Il peut dès lors être tentant , même s’il y a là quelque artifice, d’inscrire Rétine dans une généalogie qui remonterait aux lointaines manières d’un Robbe-Grillet et son froid délire descriptif, au temps des postures premières du nouveau roman, érotisme compris, cérébralité incluse, sourire raide en sus : faisons semblant de liquider l’intrigue, et tout le roman avec elle, pour inventer des dispositifs synchrones avec leur époque (ce dernier point apparaissant d’évidence, si l’on accepte de relire de la sorte les années cinquante-soixante).

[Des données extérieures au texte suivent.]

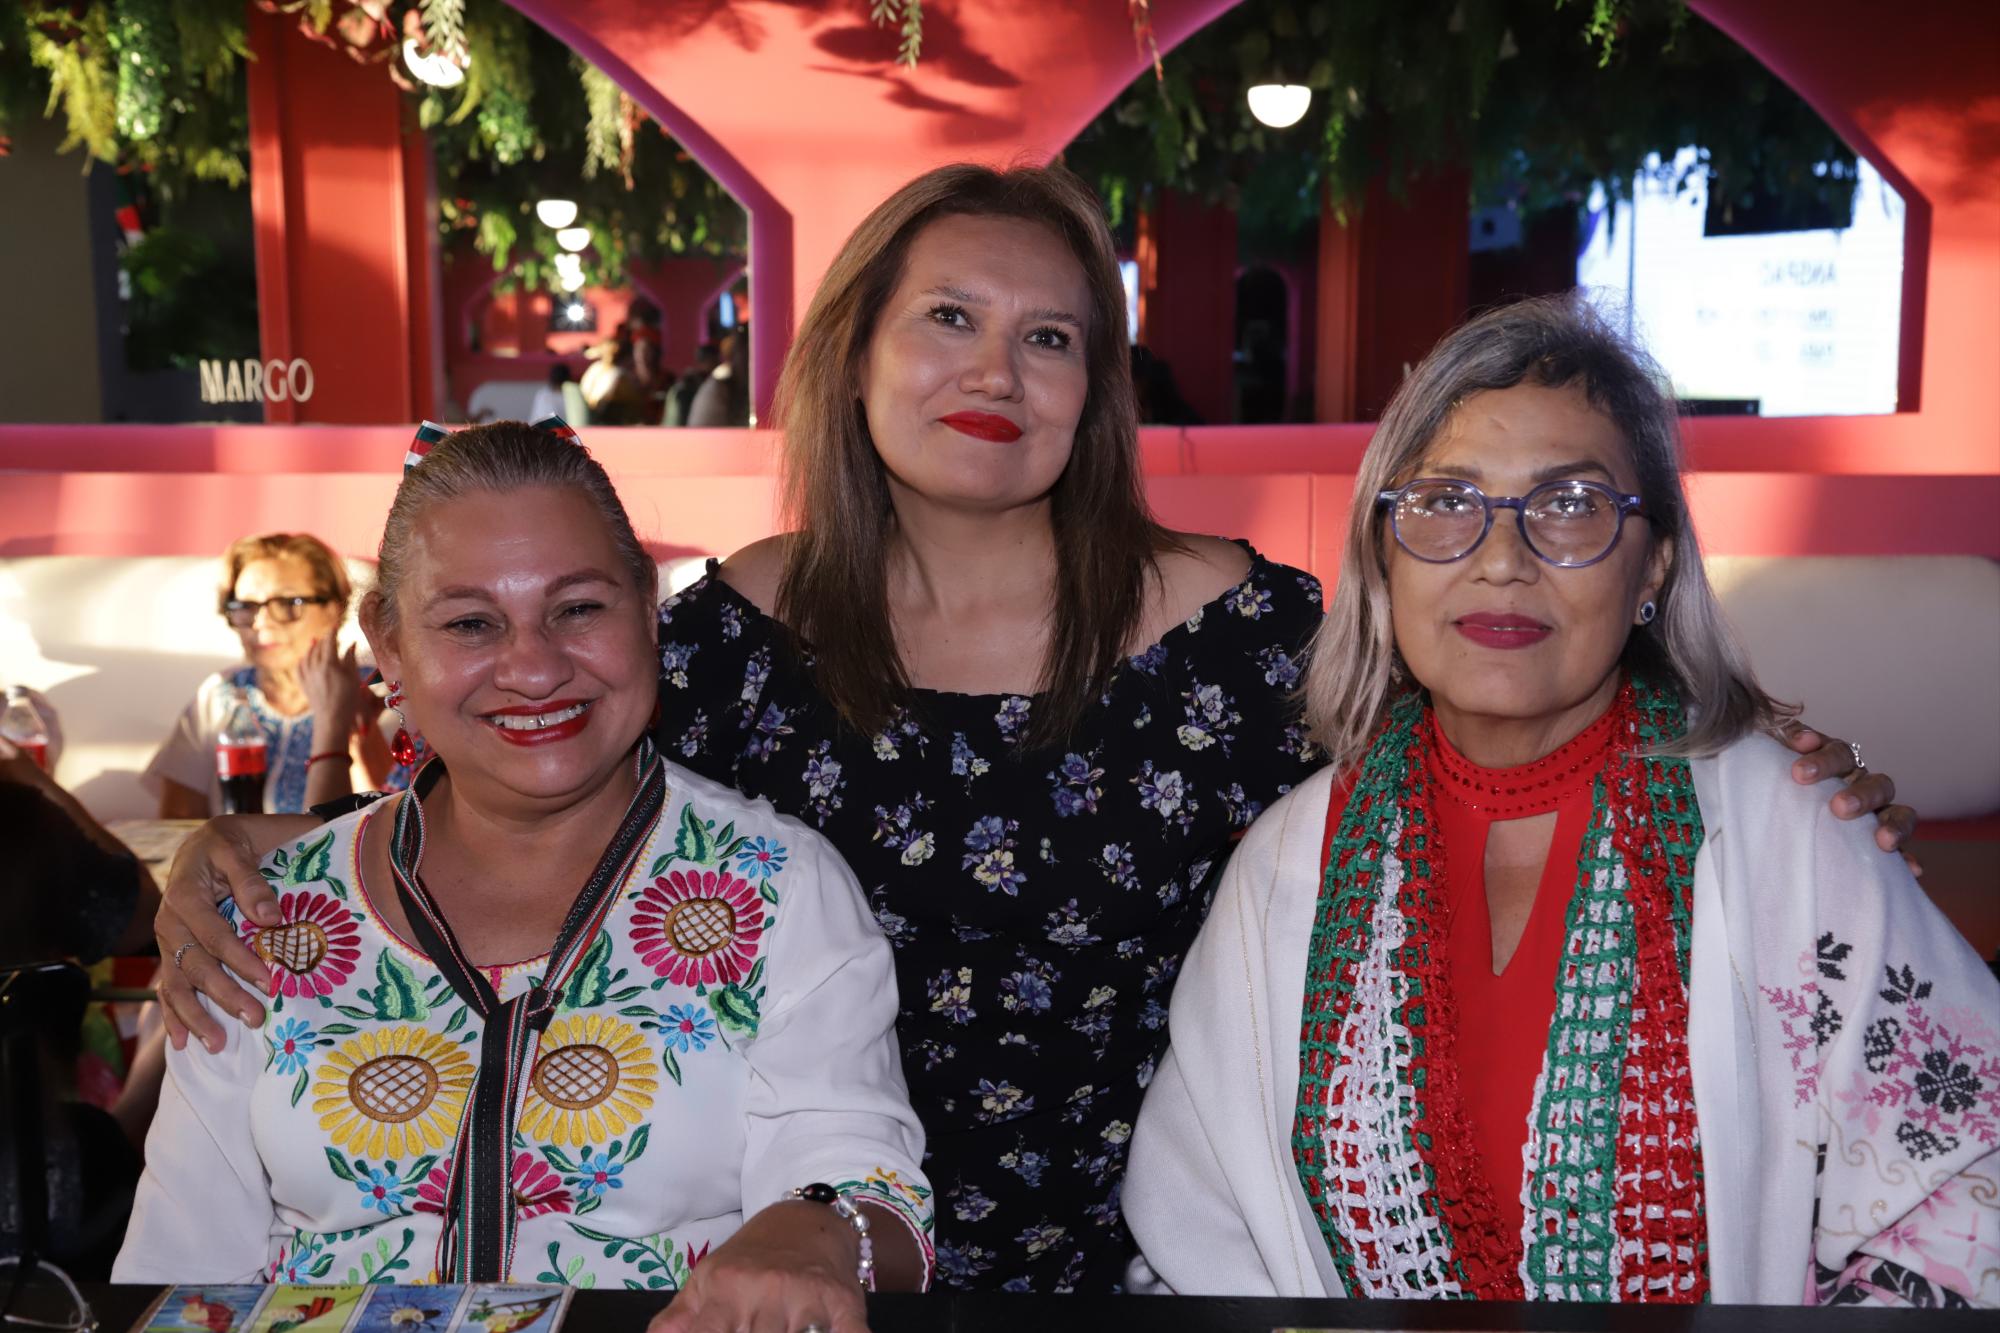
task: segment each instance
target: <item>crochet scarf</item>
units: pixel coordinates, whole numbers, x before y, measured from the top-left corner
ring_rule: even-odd
[[[1688,765],[1647,753],[1678,697],[1629,681],[1593,786],[1555,1014],[1522,1153],[1520,1235],[1464,1145],[1444,858],[1405,695],[1331,839],[1306,971],[1292,1151],[1350,1296],[1701,1301],[1700,1136],[1687,1052],[1701,812]]]

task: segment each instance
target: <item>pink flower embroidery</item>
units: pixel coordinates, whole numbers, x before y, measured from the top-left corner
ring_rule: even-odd
[[[764,900],[728,871],[676,870],[654,880],[632,913],[632,947],[677,986],[743,980],[767,924]]]
[[[514,1208],[521,1221],[540,1217],[543,1213],[570,1211],[572,1200],[568,1188],[562,1182],[562,1177],[550,1170],[548,1163],[533,1153],[515,1153],[511,1175]],[[450,1162],[441,1162],[432,1167],[431,1173],[424,1177],[424,1183],[417,1186],[417,1211],[442,1213],[445,1190],[450,1184]]]
[[[278,899],[278,924],[243,923],[243,942],[271,965],[273,995],[329,995],[354,975],[361,932],[347,909],[323,893]]]

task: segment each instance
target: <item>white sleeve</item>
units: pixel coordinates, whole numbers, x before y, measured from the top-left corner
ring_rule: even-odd
[[[924,1130],[910,1109],[896,1045],[889,942],[832,846],[803,826],[788,831],[799,837],[800,873],[778,882],[767,989],[744,1057],[750,1086],[743,1213],[750,1216],[795,1186],[823,1182],[901,1217],[928,1274],[932,1204],[921,1165]]]
[[[1256,1127],[1239,1125],[1231,1132],[1253,1134]],[[1131,1290],[1189,1296],[1280,1294],[1171,1048],[1146,1090],[1132,1134],[1124,1208],[1141,1251],[1126,1274]]]
[[[202,1001],[207,1004],[206,1000]],[[113,1282],[261,1282],[277,1209],[251,1137],[250,1090],[264,1034],[211,1006],[222,1050],[167,1047],[146,1171],[132,1201]]]
[[[210,677],[201,683],[194,698],[174,720],[174,729],[153,752],[152,761],[140,781],[147,791],[160,794],[162,781],[177,782],[189,791],[206,793],[215,778],[215,731],[204,721],[203,707],[215,683]]]

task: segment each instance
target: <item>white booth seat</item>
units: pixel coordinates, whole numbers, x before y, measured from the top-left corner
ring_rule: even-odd
[[[369,567],[351,562],[357,587]],[[1851,737],[1929,820],[2000,812],[2000,564],[1976,556],[1711,557],[1766,688]],[[700,558],[661,566],[684,587]],[[154,812],[139,773],[209,672],[239,660],[213,558],[0,559],[0,684],[59,710],[56,776],[102,818]],[[347,634],[356,633],[351,617]]]
[[[663,562],[661,588],[685,587],[702,566]],[[220,567],[212,556],[0,559],[0,686],[28,685],[56,709],[56,778],[99,819],[158,813],[139,775],[202,679],[243,660],[215,610]],[[358,604],[374,566],[347,568]],[[366,656],[352,614],[341,635]]]

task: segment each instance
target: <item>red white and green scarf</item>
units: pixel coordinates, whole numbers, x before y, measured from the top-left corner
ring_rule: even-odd
[[[1523,1150],[1520,1235],[1465,1145],[1446,948],[1447,849],[1420,694],[1362,761],[1313,922],[1292,1151],[1351,1296],[1701,1301],[1687,1050],[1701,812],[1671,691],[1627,683],[1593,786],[1555,1015]]]

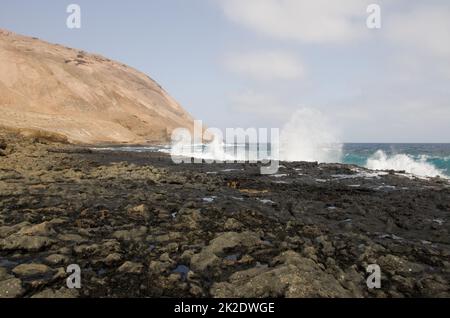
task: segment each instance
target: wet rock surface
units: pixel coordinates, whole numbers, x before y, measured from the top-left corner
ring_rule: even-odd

Puis viendrait ce qu’on a appelé, assez furtivement, à la faveur surtout d’une commune maison d’édition, le « nouveau nouveau roman », dont la figure de proue fut au début des années quatre-vingt Jean-Philippe Toussaint, lequel n’est pas complètement étranger à l’univers de Théo Casciani : pas seulement par goût du Japon ou parce qu’il fraye comme lui avec le monde de l’art contemporain, mais aussi par un similaire souci de jouer – dans la narration elle-même – des effets de communication, transports, « simultanéisation » qui caractérisent un certain mode de fonctionnement des sociétés d’aujourd’hui, celles en tout cas qui en ont les moyens. À sa façon, on pourrait considérer que l’auteur de Rétine, installateur de fiction(s), connecteur de mots et d’images, inaugure une sorte de « nouveau nouveau nouveau roman » : une forme contemporaine qui reste respectueuse de la tradition qu’elle bouscule (le texte se clôt sur la métaphore, sagement poétique, d’un livre « refermé sur lui-même »), mais ouvre des perspectives à une œuvre qui puisse se penser, s’inventer au présent. C’est là une belle ambition.